Ship recycling: from the cradle to the grave
For manufacturers of all things great and small the need to create a product that can be recycled is a major challenge.
The same challenge is a typical day-to-day issue for ship builders across the world. Designers and engineers have to take into account how new ships can be recycled in a way that is not only efficient in terms of waste, but will also not harm the environment when the ship breaking takes place.
This is a major reason for why the Hong Kong International Convention for the Safe and Environmentally Sound Recycling of Ships has been introduced.
About the convention
The HK Convention, which ensures recycled ships do not pose any unnecessary risk to human health and safety or to the environment, was adopted at a conference held in Hong Kong in May 2009 and developed with input from International Maritime Organization (IMO) member states and non-governmental organisations. On June 26, Norway became the first state to the convention when first secretary Kristin Stockman, of the Royal Norwegian Embassy to the United Kingdom, deposited Norway’s instrument of accession at the IMO headquarters.
When will it come into force?
The Hong Kong treaty will enter into force 24 months after ratification by no less than 15 states, representing 40% of world merchant shipping by gross tonnage, with a combined maximum annual ship recycling volume not less than 3% of their combined tonnage.
What are the requirements?
Regulations cover the following: design, construction, operation and preparation of ships so as to facilitate safe and environmentally sound recycling, without compromising the safety and operational efficiency of ships; the operation of ship recycling facilities in a safe and environmentally sound manner; and the establishment of an appropriate enforcement mechanism for ship recycling, incorporating certification and reporting requirements. Ships to be sent for recycling will be required to carry an inventory of hazardous materials, which will be specific to each vessel. Ships will be required to have an initial survey to verify the inventory of hazardous materials, renewal surveys during the life of the ship, and a final survey prior to recycling. Yards will be required to provide a Ship Recycling Plan, to specify the manner in which each ship will be recycled, depending on its particulars and its inventory. Parties will be required to take measures to ensure that ship recycling facilities under their jurisdiction comply with the convention.
Dubai-based firm GMS is the world’s only ISO 9001 (BVC) certified cash buyer of ships for recycling. Dr Nikos Mikelis, who is non-executive director and head of the company’s green ship recycling programme, said: “I believe that the Hong Kong Convention will be part of normality in the future, it will become a standard. If you study the convention you will see that its requirements are reasonable and doable. I believe that because shipping is progressively asking for higher standards, the recycling yards will have to oblige their clients by adopting such standards.”

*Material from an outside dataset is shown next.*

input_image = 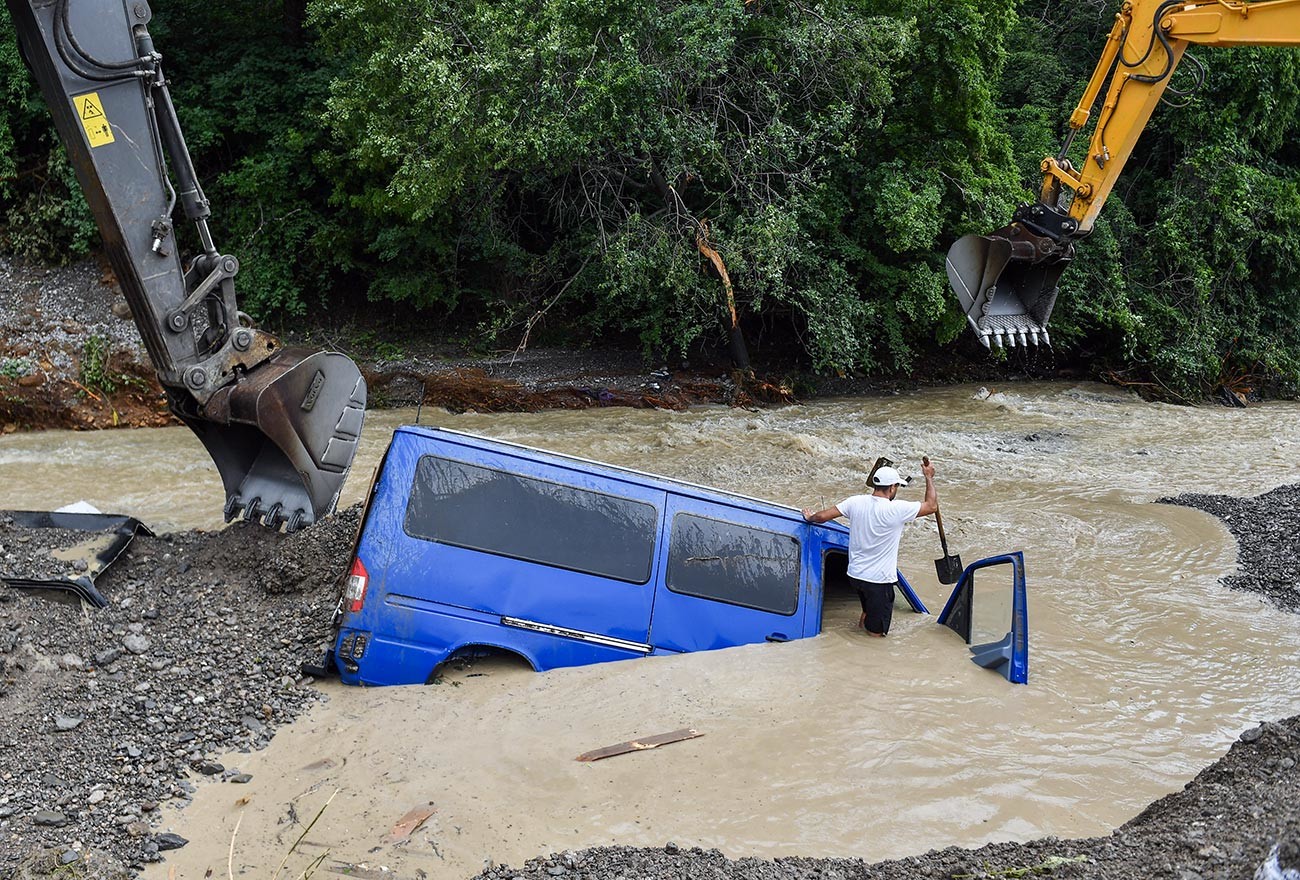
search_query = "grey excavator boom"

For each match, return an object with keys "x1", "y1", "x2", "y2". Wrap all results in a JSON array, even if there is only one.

The Gulf: a new ship recycling hub?
In April the Abu Dhabi-based company Khamis Al Rumaithy (Kare) revealed that it was planning to develop a deepwater ship recycling facility for vessels of up to 12,000 tonnes. Kare managing director Bob Hawke said: “We are looking at a number of coastal free zone sites. Much of Europe’s ships going for recycling are handled in Turkey. In the Far East, the ships tend to go to China. We are in between, a natural destination for all the tonnage coming out of the Middle East and Africa.”
Designed for life
Lars Oestergaard Nielsen, managing director, UAE, Oman and Qatar at Maersk Line, said the company’s new Triple-E vessel is not only unique for being the world’s largest ship but is also designed so it can be recycled. He said: “It has been built in a way you can take it apart and recycle it. It comes with a cradle to grave principle that comes with a manual for how to dismantle the ship again and make sure you don’t waste resources.”